Neste mesmo diapasão, uma financeira de um grande banco alemão vem sendo investigada na Alemanha e nos Estados Unidos pela publicidade de que 50% dos ativos do grupo eram investidos com base em critérios ESG. O Ministério Público de Frankfurt encontrou alegações concretas de que isso não era verdade, portanto, consistia em uma ação de greenwashing.
Já o conceito de “natural” está em oposição aos produtos sintéticos que, em tese, conteriam mais toxidade ou riscos à saúde humana, mas nada é tão simples .O conceito de “natural” é complexo. De acordo com o Regulamento CE 1334/08, da União Europeia para aromatizantes, natural só pode ser empregado para descrever substâncias que possuem origem animal ou vegetal, mas o que dizer de plantas que foram se transformando ao longo do cultivo e não guardam mais similaridade com a planta ancestral, caso da cenoura, cultivada há 5.000 anos no Afeganistão, quando tinha cor roxa ou amarela?

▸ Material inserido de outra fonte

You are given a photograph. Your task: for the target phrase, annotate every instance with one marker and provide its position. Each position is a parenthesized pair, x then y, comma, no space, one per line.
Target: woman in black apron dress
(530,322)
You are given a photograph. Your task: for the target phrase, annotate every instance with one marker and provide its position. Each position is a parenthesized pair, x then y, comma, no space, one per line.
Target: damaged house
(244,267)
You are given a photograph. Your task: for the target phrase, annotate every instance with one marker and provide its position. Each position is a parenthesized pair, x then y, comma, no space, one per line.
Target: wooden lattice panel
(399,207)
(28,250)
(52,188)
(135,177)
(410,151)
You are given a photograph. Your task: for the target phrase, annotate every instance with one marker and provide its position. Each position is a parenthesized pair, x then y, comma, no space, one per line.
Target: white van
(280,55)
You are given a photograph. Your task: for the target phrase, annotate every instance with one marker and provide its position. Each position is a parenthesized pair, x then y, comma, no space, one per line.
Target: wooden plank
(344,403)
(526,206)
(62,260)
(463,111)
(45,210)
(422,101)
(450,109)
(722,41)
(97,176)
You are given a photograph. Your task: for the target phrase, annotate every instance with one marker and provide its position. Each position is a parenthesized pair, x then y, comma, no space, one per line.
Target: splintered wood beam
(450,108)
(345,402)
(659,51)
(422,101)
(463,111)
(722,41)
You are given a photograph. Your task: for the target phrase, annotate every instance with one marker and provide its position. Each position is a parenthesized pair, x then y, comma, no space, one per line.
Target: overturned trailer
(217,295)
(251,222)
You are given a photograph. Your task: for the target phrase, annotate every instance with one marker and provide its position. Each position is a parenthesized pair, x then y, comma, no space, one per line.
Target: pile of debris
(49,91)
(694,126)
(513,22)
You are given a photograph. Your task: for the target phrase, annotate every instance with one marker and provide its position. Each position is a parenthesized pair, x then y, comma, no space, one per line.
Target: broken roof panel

Já o produto “orgânico”, que tem como berço a agricultura biológica, pode ser entendido como todo produto que segue padrões de produção definidos por nomas e certificações. Isto fica claro no diploma legal brasileiro (Lei 10.831/2003), sendo todo aquele que adota “técnicas específicas, mediante a otimização do uso de recursos naturais e socioeconômicos disponíveis e o respeito à integridade cultural das comunidades rurais, tendo por objetivo a sustentabilidade econômica e ecológica, a maximização dos benefícios sociais, a minimização da dependência de energia não-renovável…”.
O exemplo do uso indevido do termo “orgânico” vem de uma cadeia de supermercados alemã, que foi parar no tribunal porque afirmou vender salmão de origem sustentável, cujo preço era mais elevado do que o de seu similar não sustentável. Na verdade, o peixe veio de criações intensivas industriais, exploradas de formas insustentáveis, porque implicava em poluição do mar, cultivo em tanques com confinamento em altas densidades, uso de antibióticos para atacar vírus nestas populações de peixes, além de suscitar conflitos sociais com pescadores artesanais.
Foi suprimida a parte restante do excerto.